Wie viel Mut seinerzeit, 1943, dafür erforderlich war, können wir nicht einmal ansatzweise würdigen. In vielen Büchern und einigen Filmen wurde diesem Mut der Mitglieder der Weißen Rose Anerkennung gezollt. Und nun also ein Musical zu dieser Thematik? Wie schon ausgeführt, ein eindeutiges „Ja“, wenn es in verantwortungsvollen Autorenhänden erarbeitet wird.

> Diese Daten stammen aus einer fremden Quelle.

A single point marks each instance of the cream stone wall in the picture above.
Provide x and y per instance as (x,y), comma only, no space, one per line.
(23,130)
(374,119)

Das Stadttheater Fürth mit seinem innovativen Intendanten Werner Müller hat in den letzten zehn Jahren mehrfach bewiesen, dass gerade anspruchsvolle Musicalstoffe dort bestens aufgehoben sind. Und genau aus diesem Grund fiel die Idee von Titus Hoffmann und Thomas Borchert zu einem Musical „Scholl – die Knospe der Weißen Rose“ auf den höchst kreativen, fruchtbaren Boden des Stadttheaters Fürth. Das Ergebnis, so viel bereits vorweg, kann sich sehen und hören lassen, die Aufführung stößt auf große Publikumsbegeisterung.

Die Autoren legen den Focus der Geschichte, der bei aller künstlerischen Freiheit auf wahren Begebenheiten beruht, in einem anderen Ansatz als bisherige filmische Werke zu dem Thema nicht auf die letzten Tage rund um die Geschwister Scholl. Sondern die Geschichte zeigt die bei Hans Scholl, dem Dreh- und Angelpunkt der Weißen Rose, aufkeimende und eben „knospende“ Erkenntnis, dass er nicht mehr weiter still sein kann, dass all das Unrecht, das von den Nationalsozialisten ausgeht, nicht mehr schweigend hingenommen werden darf. Dies ist umso bemerkenswerter, als Hans Scholl sich selbst als Soldat im Räderwerk des Unrechtstaates befindet.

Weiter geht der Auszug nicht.